D’autres, au lieu de bouleverser les structures classiques des morceaux pop (couplet/ refrain), les épousent tout en leur injectant une certaine complexité, insérant une caution technicité dans le déjà noble art du crooning. Sur Pink Cigarette, le piano partant en vadrouille, la transposition finale de la ligne vocale tandis que Patton compte à rebours le nombre d’heures qu’il lui reste à vivre avant un coitus interruptus meurtrier (sans militantisme pro-life déplacé, faut avouer qu’avorter le climax final, c’était quand même pire qu’un meurtre).

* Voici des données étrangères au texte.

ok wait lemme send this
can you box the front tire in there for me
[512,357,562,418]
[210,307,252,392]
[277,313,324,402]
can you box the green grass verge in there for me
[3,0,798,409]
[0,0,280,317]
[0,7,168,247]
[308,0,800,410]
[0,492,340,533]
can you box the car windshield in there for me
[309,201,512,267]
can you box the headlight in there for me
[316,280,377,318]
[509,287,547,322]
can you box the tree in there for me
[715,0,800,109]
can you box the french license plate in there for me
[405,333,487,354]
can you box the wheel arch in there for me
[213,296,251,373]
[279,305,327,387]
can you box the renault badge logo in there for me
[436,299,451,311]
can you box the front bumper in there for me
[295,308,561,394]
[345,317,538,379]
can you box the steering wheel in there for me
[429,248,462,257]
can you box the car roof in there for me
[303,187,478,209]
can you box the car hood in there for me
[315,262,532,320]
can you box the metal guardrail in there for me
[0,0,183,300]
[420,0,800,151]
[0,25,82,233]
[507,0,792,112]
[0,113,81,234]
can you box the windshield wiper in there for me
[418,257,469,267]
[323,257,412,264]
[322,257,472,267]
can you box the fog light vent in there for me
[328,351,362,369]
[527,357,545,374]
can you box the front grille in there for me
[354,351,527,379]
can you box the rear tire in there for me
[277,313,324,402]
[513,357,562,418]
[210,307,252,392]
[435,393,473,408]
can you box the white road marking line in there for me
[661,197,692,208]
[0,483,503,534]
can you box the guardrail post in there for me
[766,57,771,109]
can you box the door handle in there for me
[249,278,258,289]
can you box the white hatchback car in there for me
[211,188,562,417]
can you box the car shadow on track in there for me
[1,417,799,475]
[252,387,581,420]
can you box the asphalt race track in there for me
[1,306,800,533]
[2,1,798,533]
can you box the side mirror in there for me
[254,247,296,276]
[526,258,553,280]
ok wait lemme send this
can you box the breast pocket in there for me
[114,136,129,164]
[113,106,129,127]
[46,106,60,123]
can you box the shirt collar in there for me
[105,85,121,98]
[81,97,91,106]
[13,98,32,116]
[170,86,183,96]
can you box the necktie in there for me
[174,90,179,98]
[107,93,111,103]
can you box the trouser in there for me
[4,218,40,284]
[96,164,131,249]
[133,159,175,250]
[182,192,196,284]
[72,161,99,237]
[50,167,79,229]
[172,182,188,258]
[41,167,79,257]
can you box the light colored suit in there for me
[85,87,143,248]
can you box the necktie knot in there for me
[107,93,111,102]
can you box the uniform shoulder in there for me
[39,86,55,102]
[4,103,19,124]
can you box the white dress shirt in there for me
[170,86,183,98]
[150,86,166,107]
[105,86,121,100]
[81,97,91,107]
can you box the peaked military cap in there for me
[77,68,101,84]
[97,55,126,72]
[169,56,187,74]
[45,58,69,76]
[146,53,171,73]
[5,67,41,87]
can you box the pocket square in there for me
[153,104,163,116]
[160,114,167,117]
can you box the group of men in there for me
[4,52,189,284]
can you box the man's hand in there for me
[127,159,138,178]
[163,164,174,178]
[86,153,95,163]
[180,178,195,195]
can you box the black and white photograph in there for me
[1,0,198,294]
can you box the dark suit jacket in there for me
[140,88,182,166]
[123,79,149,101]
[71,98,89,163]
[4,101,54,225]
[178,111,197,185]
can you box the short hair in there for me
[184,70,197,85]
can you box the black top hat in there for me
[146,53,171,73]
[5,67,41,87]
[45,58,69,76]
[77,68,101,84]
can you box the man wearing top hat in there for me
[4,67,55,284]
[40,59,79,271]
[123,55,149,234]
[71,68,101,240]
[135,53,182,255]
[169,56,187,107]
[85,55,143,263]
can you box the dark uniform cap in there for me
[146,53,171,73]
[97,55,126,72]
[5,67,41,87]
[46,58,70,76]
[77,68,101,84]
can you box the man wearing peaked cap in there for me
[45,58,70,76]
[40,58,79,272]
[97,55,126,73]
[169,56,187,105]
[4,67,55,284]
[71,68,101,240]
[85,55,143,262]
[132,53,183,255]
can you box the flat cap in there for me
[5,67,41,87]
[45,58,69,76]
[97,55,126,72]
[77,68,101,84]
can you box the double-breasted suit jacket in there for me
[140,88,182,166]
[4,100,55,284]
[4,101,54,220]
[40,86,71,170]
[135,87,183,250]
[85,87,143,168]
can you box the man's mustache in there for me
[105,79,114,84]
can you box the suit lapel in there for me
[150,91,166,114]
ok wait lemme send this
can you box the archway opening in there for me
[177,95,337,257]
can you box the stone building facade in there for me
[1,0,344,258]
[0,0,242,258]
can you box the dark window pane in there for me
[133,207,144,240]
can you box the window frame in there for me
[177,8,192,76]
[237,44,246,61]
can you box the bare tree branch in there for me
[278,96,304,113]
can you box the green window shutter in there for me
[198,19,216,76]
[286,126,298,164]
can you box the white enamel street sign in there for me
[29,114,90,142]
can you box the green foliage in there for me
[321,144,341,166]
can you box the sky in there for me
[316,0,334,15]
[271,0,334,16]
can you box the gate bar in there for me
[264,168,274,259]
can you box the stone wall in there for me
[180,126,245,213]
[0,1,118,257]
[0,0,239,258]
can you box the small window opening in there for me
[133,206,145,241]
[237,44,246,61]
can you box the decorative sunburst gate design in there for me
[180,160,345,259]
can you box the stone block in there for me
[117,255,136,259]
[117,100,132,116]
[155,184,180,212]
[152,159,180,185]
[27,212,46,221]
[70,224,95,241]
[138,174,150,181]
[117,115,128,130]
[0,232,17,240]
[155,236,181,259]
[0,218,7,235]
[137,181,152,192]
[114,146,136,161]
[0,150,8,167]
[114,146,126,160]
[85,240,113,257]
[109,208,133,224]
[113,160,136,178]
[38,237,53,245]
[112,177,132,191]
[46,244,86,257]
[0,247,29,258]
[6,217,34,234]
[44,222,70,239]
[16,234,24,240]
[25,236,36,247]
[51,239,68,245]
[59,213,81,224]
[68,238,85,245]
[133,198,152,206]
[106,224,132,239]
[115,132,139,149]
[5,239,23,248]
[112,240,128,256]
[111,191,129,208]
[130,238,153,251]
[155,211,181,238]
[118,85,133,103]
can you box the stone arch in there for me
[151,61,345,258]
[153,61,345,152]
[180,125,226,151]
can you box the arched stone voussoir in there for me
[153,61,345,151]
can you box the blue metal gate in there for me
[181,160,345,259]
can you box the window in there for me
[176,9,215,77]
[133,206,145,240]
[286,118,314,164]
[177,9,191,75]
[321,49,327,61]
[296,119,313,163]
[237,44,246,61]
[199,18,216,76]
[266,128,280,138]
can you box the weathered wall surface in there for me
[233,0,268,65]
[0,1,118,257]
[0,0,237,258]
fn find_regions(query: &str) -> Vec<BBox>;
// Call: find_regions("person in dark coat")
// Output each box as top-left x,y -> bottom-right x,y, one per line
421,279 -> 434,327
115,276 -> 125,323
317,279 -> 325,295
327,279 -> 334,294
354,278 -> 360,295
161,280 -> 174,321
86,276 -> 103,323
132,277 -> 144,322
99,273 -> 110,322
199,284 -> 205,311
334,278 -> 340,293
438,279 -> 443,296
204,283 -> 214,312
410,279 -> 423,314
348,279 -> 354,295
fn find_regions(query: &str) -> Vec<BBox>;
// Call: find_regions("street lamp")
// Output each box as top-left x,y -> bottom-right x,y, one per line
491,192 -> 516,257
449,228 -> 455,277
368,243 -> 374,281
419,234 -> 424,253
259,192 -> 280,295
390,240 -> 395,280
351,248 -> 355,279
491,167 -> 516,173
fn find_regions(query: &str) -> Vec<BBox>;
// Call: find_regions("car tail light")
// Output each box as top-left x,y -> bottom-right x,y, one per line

On pourra évoquer California par sa complétude, l’étendue du nombre de genres qu’il couvre ; mais son autre grandeur est la patte California que l’on retrouve dans chaque piste de l’album. Celle-ci est conférée par le son de l’album, merveilleusement dense et généreux ; non pas vaste comme une caverne renvoyant à l’artiste l’écho de sa propre vacuité (on est pas chez Arcade Fire, quand même !), mais dont chaque atome est occupé par un cri, un souffle, une ombre, un avatar malsain du silence. Le plus bel exemple en est sans doute The Holy Filament, exemple universel en matière de profondeur de champ (rien de moins étonnant pour une chanson dont les textes traitent des théories sur l’infinité de l’univers), envoûtant monde nocturne façon Little Nemo in Slumberland dans lequel chaque martèlement délicat de basse entraîne dans son sillage myriades de poussières d’étoiles chatoyantes. Comparons-la, par exemple, avec Merry Go Bye Bye, pop song sautillante de Disco Volante souvent considérée comme le commencement officieux de l’ère California ; l’imposture ne survit pas longtemps, les claviers rachitiques de Merry Go et sa timide ligne vocale ne laissent aucun doute : le smoking prototypal du séducteur lubrique craque encore aux coutures, et n’atteindra la perfection dans le beau et l’imposture qu’une fois passés les cris de mouette de Sweet Charity.